Doch Lucia kann, auch wenn sie im ersten Moment mit zusammengekniffenen Augen und zusammengepressten Lippen dasteht, und sich als erstes mit den Händen durchs Gesicht streicht, um sicherzugehen, ihre Augen gefahrlos öffnen zu können, selbst nur über ihr Missgeschick amüsiert sein. So erzielt Levin Jasper Constantin von Mendenhalls empörte Tirade vermutlich nicht den Effekt, den er sich erhofft haben könnte (etwa, dass sie sich dümmer als ein Höllenritter fühlte oder sich versuchte zu rechtfertigen oder sogar zu entschuldigen), sondern sie verfolgt dessen wütenden Erguss mit aller, ernsthafter Aufmerksamkeit. Selbst die Beleidigungen und die Forderung, die Reinigung von von Mendenhalls Kleidung zu bezahlen scheinen vollkommen an ihr abzuprallen. Sie beobachtet sein kleinkindhaftes Gestampfe, seinen auf sie gerichteten Finger, seinen bösen Blick und sein echauffiertes Gehabe. Doch schließlich kann sie sich ein Schmunzeln und ein darauf folgendes Lachen, als ihr Blick den ihres Bruders sucht und kreuzt, nicht verkneifen. Dass ihr ein Fehler unterlaufen ist, empfindet sie an dieser Stelle keinesfalls beschämend, Fallen gehören nun einmal zum Berufsrisiko einer Detektivin, die sich von Türen und anderen Hindernissen nicht aufhalten lässt. Der Umstand, dass sie selbst nun über und über mit sehr hartnäckiger Farbe bedeckt ist, trägt sie sichtbar mit Humor – außerdem sieht Levin aus wie ein wütend-wettender Imp.
„Hätten wir nun Zeit, würde ich einige Mittelchen an Euch austesten, die helfen könnten“, wendet Lucia sich belustigt an den eingefärbten Adeligen und deutet damit zumindest an, dass sie etwas von Alchemie versteht, aber tatsächlich fällt ihr auf Anhieb kein wirksames alchemistisches Gegenmittel ein und sie müsste sich wohl wirklich in einer ruhigen Minute damit befassen, „doch erst einmal sollten wir von hier verschwinden, meint Ihr nicht auch?“
Sie lässt sich durch Levin keineswegs beunruhigen.

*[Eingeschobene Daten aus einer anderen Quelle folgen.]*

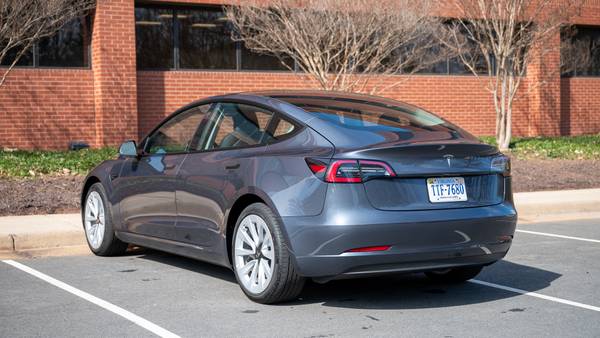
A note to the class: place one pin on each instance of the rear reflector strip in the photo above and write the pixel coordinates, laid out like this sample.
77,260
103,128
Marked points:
370,248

„Und wir drei sollten die Crandels lieber nicht aufsuchen, bevor wir sämtliche Hinweise beseitigt haben, dass wir hiermit etwas zu tun hatten“, gibt sie mit einem wechselnden Blick zwischen Liliana und Levin zu bedenken und muss schon wieder schmunzeln. Dabei zieht sie schon ein kleines Fläschchen aus einer ihrer Taschen und entkorkt es, während sie weiterspricht.
„Immerhin wissen wir nun, dass die Crandels vermutlich nicht in akuter Gefahr sind – sonst hätten sie nicht Zeit gehabt, ihre hübsche Überraschung beim Verlassen des Hauses zu aktivieren. Schaut nicht so verdrossen drein. Es ist ein schöner Tag, um auf den Markt zu gehen.“
Sie zwinkert dem erzürnten Levin zu, dann setzt sie das Fläschchen an ihre Lippen an und trinkt. Beinahe sofort setzt die Wirkung an. Die rote Farbe auf ihrer Haut, ihrem Haar und ihrer Kleidung scheint erst etwas zu verblassen und dann vollkommen zu verschwinden.
[1]Zu verschwinden, das gedenkt Lucia nun auch zu tun. Den „Tatort“ zu verlassen, war vermutlich erst einmal das beste, bevor noch die Stadtwache auf sie aufmerksam werden würde. Dennoch würde es nicht ausreichen, wenn sie allein erst einmal durch die Wirkung ihres Trankes getarnt sein würde. Gerade Liliana als Halbelfe sollte mit der roten Farbe keiner Wache unterkommen. Aber erstmal wäre für Lucia auch Levins Reaktion sehr interessant.